Bill Little commentary: Time to play
Dec. 4, 2009
Bill Little, Texas Media Relations
ARLINGTON, Texas -- There is nothing left to say and little to do as Saturday’s Big 12 Championship Game between Texas and Nebraska approaches. The formula at this point is really simple – just go play.
Television commentators, newspaper scribes and fans from both sides have “what iffed” this thing to death. Any crystal ball by this time would be really cloudy, just from the hands that have passed it from pundit to pundit.
The bottom line for Texas was articulated well after the final home game in Darrell K Royal-Texas Memorial Stadium. In the Longhorns’ locker room, senior center Chris Hall made a strong point about a simple visual that all of those in that place following the Kansas game could easily relate to.
“Every game we play, from now on, is about putting a number up on the wall,” he had said.
“The wall” is the chronicle of history that is marked in the team meeting room by various superlatives. That day, Texas had secured the right to place “2009” along with the other teams who have won the Big 12 South Division. The victory over Texas A&M added another year to the accounting of “unbeaten regular seasons.”
There are two categories remaining, and next on the list is the Big 12 Championship. And that, of course, is the entry passage for the right to play for the prize of the final category on the wall, the last notch of which was put up in 2005.
The Big 12 Championship game gives the seniors of 2009 a chance to win their first league title – a right that was lost by a second in Lubbock and a few BCS percentage points last year.
The first Texas team to sweep through a 12-game regular season unbeaten stands at the precipice of achieving its dream of playing for a National Championship, but to get there, it must accomplish its final goal of winning the Big 12 Championship game. Many people have groused that college football should have a playoff system, and in 2009, it is does for Florida, Alabama and Texas. It is one and done if you lose.
But again, we are repeating old news here. Just play the game.
In a way, I am reminded of Augie Garrido and his Longhorn baseball team a day or so before UT won yet another College World Series championship a few years ago. Sensing the pressure on his team, Garrido took them out to the outfield before one of their final practices. He talked there about a bat and a ball, and a game they had been playing since they were kids.
That is exactly what Mack Brown did when he talked with his team after its last full practice on Wednesday. He talked about the game, and the practice, but most of all, he talked about the precious value they have as a team, and about having fun.
“You don’t ‘work’ baseball,” Garrido had said. “You ‘play’ it.”
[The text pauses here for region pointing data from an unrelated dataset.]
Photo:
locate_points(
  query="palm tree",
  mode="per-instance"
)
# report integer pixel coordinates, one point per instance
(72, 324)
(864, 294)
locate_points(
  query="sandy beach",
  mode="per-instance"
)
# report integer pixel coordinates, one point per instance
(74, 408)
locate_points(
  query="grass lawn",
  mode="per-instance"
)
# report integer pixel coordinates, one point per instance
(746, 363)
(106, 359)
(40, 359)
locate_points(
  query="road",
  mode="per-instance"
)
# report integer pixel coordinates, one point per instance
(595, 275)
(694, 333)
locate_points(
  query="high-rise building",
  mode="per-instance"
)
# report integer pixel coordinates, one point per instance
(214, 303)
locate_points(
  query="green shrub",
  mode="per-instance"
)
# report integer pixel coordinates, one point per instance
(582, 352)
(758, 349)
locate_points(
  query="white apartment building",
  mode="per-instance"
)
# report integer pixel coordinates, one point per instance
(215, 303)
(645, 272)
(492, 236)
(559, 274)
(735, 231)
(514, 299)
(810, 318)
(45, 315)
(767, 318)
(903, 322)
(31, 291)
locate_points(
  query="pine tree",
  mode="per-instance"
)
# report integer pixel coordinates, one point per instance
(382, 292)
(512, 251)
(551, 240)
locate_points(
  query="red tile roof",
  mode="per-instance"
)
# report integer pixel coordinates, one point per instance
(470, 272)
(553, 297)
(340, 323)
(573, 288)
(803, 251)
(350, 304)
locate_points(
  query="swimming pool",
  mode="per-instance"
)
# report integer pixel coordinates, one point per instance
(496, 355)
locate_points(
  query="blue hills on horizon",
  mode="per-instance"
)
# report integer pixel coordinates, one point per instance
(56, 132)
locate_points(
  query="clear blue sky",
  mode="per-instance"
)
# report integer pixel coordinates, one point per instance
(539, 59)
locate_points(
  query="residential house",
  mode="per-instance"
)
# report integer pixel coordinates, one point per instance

And that was the message Mack left his team with as they looked toward the Big 12 Championship game in Cowboys Stadium in Arlington. It will be everything you could ask for – two of the storied programs in college football and a repeat of the original pairing of the very first Big 12 Championship game in St. Louis 14 seasons ago.
There will be a packed house, and a national television audience will be watching. The past, and the future, will not be hanging from the rafters of the stadium, like the famous video board does.
In that space, it will not matter that the Longhorns have won all of their games or what Nebraska’s record is, or where the North and the South Divisions are rated in some computer model.
It will take three and a half hours to play 60 minutes of football. Sixty minutes of hopes, goals and dreams. For a week now, folks have been speculating, surmising, wondering.
In time, it will be about a record in a book, or a number on a wall.
But Saturday night, it is time to play.